Al final, cuando quedaba una hora para que concluyera el plazo, los deseos de Robinho de abandonar el club blanco se cumplieron. El último día de fichajes tuvo cierto parecido al de otras temporadas, como la de 1997, en la que el Barcelona pagó en el último momento 4.000 millones de pesetas para fichar a Rivaldo.
Sin embargo, el de Robinho no fue el único nombre que sonó a lo largo del día. Otros equipos movieron el mercado. El Zaragoza, uno de los primeros, finalmente vendió al argentino Diego Milito al Génova italiano por una cantidad cercana a los 8 millones de euros.

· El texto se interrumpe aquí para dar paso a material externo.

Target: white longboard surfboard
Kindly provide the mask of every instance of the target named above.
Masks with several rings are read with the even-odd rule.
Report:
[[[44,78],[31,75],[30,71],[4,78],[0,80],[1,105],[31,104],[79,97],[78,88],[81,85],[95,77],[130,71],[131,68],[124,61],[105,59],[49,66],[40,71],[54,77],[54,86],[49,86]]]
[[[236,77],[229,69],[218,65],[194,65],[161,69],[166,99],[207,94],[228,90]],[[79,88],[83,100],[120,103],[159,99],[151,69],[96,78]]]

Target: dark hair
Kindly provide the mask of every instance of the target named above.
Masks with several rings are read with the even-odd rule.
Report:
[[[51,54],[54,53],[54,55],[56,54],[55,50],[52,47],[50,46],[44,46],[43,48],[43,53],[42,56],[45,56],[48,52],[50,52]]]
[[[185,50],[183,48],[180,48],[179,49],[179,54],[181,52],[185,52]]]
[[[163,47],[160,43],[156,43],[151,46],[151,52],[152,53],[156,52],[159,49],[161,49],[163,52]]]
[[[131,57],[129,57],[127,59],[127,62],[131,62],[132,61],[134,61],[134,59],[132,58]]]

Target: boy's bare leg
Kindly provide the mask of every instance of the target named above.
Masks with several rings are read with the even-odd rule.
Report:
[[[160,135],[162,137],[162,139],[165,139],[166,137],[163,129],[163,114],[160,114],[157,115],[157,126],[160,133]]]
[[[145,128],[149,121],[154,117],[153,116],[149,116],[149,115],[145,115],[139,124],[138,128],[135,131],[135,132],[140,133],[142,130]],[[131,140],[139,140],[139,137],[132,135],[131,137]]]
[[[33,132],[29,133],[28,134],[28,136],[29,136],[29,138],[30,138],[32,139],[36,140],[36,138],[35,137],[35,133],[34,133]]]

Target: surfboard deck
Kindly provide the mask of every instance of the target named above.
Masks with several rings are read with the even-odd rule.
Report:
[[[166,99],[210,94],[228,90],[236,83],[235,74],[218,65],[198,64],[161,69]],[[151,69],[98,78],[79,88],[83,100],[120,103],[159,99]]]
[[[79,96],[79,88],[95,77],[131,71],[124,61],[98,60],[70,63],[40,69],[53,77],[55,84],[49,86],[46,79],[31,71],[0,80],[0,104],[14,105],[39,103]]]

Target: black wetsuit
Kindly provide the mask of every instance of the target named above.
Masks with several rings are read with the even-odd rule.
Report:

Otro de los equipos que registró muchos movimientos fue el Valladolid, que renovó al veterano portero Alberto y fichó a Pedro León y al jugador del Betis Nano. Con estas adquisiciones, el conjunto vallisoletano alcanzó la suma de 14 nuevas caras para el nuevo curso.
Por su parte, el Valencia, vendió a Butelle al Lille francés; el Racing se llevó cedido a Varela del Atlético de Madrid. Mientras, el Betis, tras deshacerse del brasileño Sobis, fichaba al zaragocista Sergio García, que a su vez era sustituido por Jorge López del Racing. Por su parte, el Málaga cerraba la contratación del delantero Albert Luque.